Neural calibration of hidden inhomogeneous Marko chains -- Information decompression in life insurance
Code and data accompanying the corresponding paper by Kiermayer, M. and Weiß, C.
The data is provided by msg life central europe gmbh.
Code was tested for python3.8(.16) and tensorflow==2.7.0, see requirements.txt for more detail.
The project contains multiple main-files to be run step-by-step.

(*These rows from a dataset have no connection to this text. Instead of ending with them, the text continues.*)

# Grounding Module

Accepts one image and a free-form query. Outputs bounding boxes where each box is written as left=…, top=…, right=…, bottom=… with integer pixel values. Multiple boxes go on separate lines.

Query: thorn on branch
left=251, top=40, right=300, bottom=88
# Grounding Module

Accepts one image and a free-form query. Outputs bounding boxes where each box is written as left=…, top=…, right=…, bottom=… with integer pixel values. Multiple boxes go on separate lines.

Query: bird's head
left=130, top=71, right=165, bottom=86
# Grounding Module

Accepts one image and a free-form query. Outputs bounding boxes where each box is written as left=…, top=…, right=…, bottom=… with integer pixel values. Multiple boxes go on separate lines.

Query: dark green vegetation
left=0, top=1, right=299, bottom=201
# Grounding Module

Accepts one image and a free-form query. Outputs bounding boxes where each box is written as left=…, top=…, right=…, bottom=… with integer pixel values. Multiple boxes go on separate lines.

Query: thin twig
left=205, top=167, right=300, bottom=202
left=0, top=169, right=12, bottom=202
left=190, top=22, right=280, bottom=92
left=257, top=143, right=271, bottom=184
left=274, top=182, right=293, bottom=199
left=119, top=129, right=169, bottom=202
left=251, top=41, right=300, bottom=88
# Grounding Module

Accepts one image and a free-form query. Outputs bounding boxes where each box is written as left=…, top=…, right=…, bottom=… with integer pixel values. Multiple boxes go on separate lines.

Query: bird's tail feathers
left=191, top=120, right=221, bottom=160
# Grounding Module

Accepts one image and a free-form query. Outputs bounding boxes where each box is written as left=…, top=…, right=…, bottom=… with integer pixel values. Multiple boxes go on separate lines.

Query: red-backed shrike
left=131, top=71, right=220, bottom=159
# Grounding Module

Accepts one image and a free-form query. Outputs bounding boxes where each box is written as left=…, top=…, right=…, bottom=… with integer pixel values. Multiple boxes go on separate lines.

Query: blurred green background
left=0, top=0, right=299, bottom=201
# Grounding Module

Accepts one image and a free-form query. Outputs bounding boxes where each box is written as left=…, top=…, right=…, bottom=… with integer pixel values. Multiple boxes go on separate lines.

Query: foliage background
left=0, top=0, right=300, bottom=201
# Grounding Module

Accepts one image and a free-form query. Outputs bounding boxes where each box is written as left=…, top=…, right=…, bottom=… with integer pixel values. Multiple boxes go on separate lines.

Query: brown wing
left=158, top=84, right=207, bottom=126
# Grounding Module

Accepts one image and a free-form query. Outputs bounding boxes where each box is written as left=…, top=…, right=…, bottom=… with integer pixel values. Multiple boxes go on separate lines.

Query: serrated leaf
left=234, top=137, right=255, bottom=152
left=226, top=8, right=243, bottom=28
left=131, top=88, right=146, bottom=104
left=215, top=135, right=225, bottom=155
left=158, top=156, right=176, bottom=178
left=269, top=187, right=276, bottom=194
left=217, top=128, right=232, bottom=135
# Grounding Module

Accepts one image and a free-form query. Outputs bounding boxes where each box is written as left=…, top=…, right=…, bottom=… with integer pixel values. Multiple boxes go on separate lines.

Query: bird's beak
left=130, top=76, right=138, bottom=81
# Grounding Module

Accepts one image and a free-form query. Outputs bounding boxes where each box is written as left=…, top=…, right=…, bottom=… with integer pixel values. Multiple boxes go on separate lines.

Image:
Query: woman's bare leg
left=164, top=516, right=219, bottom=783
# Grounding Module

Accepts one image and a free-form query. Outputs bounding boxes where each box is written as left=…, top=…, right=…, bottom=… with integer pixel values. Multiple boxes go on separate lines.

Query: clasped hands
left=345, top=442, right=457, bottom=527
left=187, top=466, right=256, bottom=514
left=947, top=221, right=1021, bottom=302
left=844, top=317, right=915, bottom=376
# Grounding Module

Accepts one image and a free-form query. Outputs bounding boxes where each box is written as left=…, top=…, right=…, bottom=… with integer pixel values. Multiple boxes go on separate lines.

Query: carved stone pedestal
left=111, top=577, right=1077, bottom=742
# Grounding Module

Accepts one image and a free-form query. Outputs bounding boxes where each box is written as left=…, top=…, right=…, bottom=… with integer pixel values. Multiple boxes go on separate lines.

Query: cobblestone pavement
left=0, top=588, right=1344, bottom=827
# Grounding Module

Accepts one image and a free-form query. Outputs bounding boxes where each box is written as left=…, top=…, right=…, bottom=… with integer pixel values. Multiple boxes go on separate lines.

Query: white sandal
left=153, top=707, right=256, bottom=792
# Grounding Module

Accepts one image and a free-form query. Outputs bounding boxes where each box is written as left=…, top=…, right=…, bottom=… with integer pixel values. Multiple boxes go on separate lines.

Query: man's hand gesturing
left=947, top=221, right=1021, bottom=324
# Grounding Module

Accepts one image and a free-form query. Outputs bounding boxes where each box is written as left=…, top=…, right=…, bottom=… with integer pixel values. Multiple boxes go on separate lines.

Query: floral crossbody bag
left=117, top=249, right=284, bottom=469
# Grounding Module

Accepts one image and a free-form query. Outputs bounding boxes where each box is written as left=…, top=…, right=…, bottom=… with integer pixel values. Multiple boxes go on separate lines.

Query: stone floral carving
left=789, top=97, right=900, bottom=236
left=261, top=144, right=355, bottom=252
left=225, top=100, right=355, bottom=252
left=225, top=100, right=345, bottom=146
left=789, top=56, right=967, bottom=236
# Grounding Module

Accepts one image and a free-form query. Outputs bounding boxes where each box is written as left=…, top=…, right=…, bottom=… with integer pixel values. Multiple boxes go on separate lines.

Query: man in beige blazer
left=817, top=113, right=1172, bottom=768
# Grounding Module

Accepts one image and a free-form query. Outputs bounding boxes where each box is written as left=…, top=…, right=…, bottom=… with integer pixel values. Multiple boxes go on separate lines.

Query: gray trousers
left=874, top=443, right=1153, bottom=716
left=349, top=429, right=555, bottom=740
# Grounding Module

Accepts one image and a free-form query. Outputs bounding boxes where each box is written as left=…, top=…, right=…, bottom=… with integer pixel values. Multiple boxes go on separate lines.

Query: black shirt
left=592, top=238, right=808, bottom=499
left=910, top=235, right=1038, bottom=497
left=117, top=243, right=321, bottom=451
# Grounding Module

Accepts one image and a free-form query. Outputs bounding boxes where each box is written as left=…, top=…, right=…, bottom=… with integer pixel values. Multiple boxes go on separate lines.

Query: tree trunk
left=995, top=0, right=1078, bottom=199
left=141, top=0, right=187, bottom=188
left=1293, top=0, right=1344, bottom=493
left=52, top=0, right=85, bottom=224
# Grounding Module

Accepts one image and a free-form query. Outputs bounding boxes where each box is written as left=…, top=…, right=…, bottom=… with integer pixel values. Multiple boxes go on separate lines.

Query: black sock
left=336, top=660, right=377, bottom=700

This is inevidible given the application of transfer learning/ pre-training.
The fastest way to replicate results is:
- run create_data.py to locally create train, test and crossvalidation data
- run model_evaluation.py to obtain the numerical results (section 5 of the paper)
- [optional] run ablation_study_crossval.py to perform a 2-fold crossvalidation (Appendix A.1 of the paper)
This fast-track approach will re-use all provided checkpoints for pi_base and pi_res (for both gender baselines).
Alternatively, to replicate all steps or adjust the model to your custom datset (of term life contracts):
- run create_data.py to locally create train, test and crossvalidation data
- run pi_base_train.py to train a new baseline model pi_base. Note that after re-training pi_base, the model pi_res must be re-trained as well due to their inter-dependency.
* The repository contains multiple checkpoints for both gender baselines, see e.g. ./models/baseline/hp_search_male . To run a hyperparam search for pi_base, enable training in line 173 (val 'bool_train') and adjust hyperparams in lines 69-73. - run pi_res_train_hptuning_hyperopt.py and/ or pi_res_train_hptuning_manual.py to perform a hyperparameter search for pi_res.
- run model_evaluation.py to obtain the numerical results (section 5 of the paper)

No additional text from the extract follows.